Di questi argomenti si parlerà martedì 29 giugno dalle 14 alle 17 al cinema Jolly in via Domenico Costantino 54, nel corso del convegno formativo intitolato “La garanzia del vero prodotto italiano di qualità: la tutela del made in Italy. Profili sostanziali e processuali”. A organizzarlo, l’avvocato Francesco Pantaleone, responsabile della Formazione per l’Aiga, l’Associazione italiana giovani avvocati.

Nella sala da oltre 400 posti parleranno, si informeranno e confronteranno numerosi addetti ai lavori ed esperti su un tema che cercherà di approfondire un argomento fondamentale per l’economia di mercato italiana, soprattutto in questo periodo di grande crisi del commercio.
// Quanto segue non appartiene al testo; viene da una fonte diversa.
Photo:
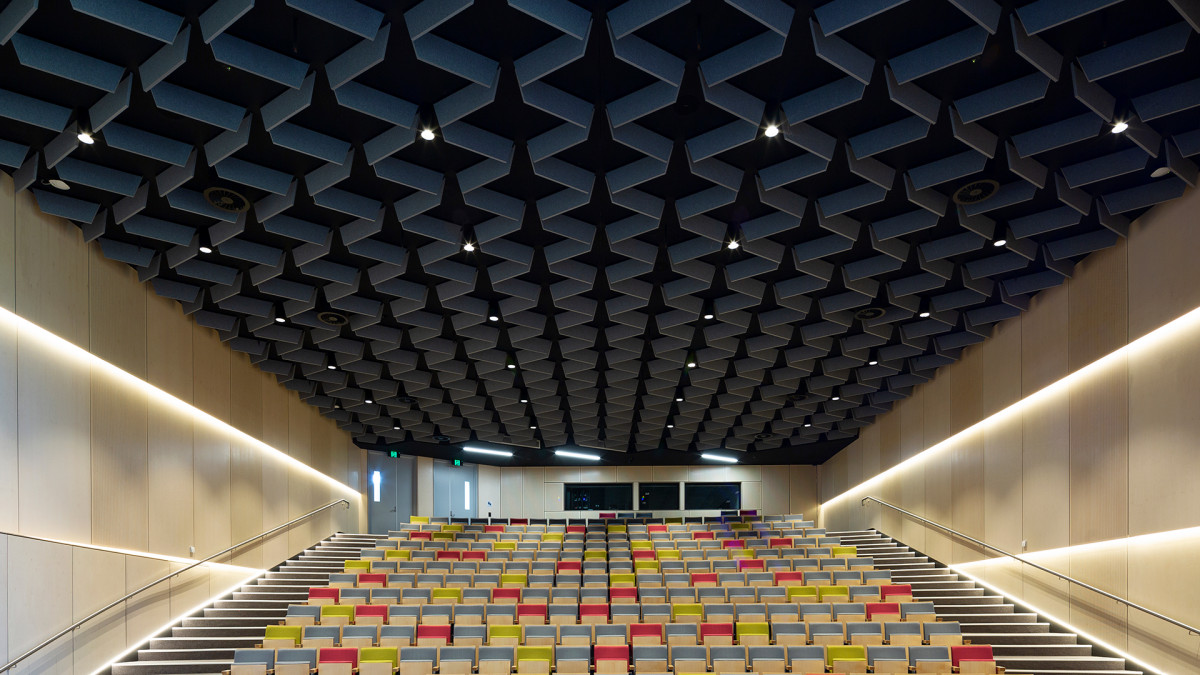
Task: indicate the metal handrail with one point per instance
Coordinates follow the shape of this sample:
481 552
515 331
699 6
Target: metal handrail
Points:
49 640
1048 571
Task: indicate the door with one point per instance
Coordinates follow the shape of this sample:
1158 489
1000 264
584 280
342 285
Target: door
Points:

Saranno forniti dati relativi al fenomeno e i contenuti delle disposizioni della legge italiana sul made in Italy (conosciuta anche come Reguzzoni-Versace), recentemente approvata in Parlamento con voto bipartisan lo scorso aprile.

Interverranno: Vincenzo Franceschelli (docente di Istituzioni di diritto privato all’università Bicocca di Milano) e Giuseppe De Gregorio (magistrato del Tribunale di Palermo).

"Con la legge in atto - dice l’avvocato Francesco Pantaleone, responsabile della formazione Aiga-Palermo - spetta ai giuristi cercare di inquadrarla nel sistema giuridico e in particolare nel sistema degli istituti di diritto industriale e delle norme anticontraffazione presenti nel Codice di proprietà industriale".